The “safe-haven” yellow metal closed the week bearish by 0.73%. Although it held on to the $1,800 trading zone, Gold still posted its first weekly loss in 5 weeks as it remained uncorrelated from prospects of steady inflation in the United States.
Global shares posted a significant rally for the week as investors’ appetite increased. This led to less appeal for the safe-haven asset and investor interest moved to other markets like the U.S stock exchange and the cryptocurrency market. The Dow Jones gained 1.08%, S&P 500 gained 1.96% and the NASDAQ gained 2.84% WoW. The cryptocurrency market also saw a rally as Bitcoin, after breaking below $30,000, recovered quickly to currently stand at $34,200, as of the time of writing this report.

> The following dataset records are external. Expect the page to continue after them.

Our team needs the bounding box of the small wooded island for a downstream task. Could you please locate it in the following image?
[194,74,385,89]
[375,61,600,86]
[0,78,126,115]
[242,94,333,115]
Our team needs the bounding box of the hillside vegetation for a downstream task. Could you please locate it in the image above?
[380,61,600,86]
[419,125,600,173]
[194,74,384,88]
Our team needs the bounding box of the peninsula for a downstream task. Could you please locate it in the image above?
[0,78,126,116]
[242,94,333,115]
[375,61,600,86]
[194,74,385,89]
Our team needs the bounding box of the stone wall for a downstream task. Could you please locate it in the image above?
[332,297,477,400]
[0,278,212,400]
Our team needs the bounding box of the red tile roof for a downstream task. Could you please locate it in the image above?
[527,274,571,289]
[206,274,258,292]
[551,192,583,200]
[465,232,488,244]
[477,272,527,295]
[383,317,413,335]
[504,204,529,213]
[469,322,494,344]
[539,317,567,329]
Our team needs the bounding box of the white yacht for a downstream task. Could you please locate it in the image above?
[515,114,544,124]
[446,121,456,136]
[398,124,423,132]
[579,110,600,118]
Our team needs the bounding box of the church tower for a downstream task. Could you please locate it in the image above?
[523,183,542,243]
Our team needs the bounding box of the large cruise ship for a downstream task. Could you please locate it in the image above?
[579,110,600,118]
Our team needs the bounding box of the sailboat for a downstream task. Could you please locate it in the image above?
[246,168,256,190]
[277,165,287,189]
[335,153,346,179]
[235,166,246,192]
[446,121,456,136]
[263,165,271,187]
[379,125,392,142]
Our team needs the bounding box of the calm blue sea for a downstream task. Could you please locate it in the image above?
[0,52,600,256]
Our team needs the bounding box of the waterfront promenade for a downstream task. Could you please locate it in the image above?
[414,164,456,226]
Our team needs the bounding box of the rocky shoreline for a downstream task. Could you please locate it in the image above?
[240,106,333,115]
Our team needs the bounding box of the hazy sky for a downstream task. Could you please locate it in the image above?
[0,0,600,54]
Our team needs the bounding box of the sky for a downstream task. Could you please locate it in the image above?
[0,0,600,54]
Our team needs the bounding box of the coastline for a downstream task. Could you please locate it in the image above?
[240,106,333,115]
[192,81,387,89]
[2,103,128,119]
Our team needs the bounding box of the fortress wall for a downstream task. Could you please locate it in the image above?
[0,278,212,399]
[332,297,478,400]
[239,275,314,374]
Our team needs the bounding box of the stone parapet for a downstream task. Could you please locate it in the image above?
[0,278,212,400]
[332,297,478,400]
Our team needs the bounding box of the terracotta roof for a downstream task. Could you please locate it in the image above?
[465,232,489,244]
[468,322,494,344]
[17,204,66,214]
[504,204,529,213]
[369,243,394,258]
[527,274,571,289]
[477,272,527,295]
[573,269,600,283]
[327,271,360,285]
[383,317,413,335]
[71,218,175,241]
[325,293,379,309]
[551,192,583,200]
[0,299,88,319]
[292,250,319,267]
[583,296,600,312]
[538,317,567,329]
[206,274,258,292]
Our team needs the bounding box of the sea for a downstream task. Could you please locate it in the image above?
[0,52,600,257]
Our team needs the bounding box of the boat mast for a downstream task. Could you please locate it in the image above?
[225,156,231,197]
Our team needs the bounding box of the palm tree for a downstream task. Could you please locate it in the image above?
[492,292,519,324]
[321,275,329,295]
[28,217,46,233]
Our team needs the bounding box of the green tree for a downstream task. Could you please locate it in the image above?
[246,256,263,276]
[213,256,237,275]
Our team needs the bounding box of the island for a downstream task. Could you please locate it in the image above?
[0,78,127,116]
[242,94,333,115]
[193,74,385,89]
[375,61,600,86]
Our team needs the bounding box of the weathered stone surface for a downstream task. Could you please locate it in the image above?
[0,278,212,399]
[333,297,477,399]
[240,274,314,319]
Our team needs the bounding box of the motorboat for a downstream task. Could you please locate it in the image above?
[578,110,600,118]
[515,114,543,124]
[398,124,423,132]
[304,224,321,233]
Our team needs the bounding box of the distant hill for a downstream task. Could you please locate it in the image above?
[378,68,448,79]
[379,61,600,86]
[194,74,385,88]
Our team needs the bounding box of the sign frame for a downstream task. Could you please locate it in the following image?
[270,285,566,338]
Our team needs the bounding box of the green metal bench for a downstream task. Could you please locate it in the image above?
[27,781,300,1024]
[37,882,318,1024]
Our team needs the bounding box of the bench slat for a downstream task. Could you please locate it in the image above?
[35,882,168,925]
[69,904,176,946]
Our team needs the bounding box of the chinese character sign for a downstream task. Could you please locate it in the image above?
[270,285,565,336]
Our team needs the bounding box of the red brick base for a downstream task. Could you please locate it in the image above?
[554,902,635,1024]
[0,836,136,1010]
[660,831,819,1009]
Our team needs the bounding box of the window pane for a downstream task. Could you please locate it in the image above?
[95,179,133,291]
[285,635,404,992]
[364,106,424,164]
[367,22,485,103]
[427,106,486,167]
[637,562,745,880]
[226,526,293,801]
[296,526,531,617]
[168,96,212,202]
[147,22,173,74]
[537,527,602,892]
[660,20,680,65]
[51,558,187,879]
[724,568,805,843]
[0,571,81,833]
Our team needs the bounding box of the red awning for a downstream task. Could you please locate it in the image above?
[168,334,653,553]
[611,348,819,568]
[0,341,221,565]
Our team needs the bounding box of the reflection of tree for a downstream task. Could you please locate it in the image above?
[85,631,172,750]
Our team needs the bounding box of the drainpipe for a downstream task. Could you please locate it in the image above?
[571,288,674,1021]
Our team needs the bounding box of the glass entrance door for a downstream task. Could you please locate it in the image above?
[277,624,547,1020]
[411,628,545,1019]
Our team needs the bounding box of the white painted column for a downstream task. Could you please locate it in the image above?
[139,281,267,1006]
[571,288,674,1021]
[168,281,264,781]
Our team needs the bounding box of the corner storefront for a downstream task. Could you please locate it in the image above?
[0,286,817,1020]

Gold is also having an uncertain week as investors await the central bank’s policy meeting popularly known as the FOMC (Federal Open Market Committee) meeting on July 27 and 28. This is where the U.S Federal Reserve (Fed) officials review economic and financial conditions, determine the appropriate stance of monetary policy, and assesses the risks to its long-run goals of price stability and sustainable economic growth. The U.S Fed’s measure of inflation is the Personal Consumption Expenditure Index (PCE) which grew by 0.28% to a multi-year high of 3.39% in May.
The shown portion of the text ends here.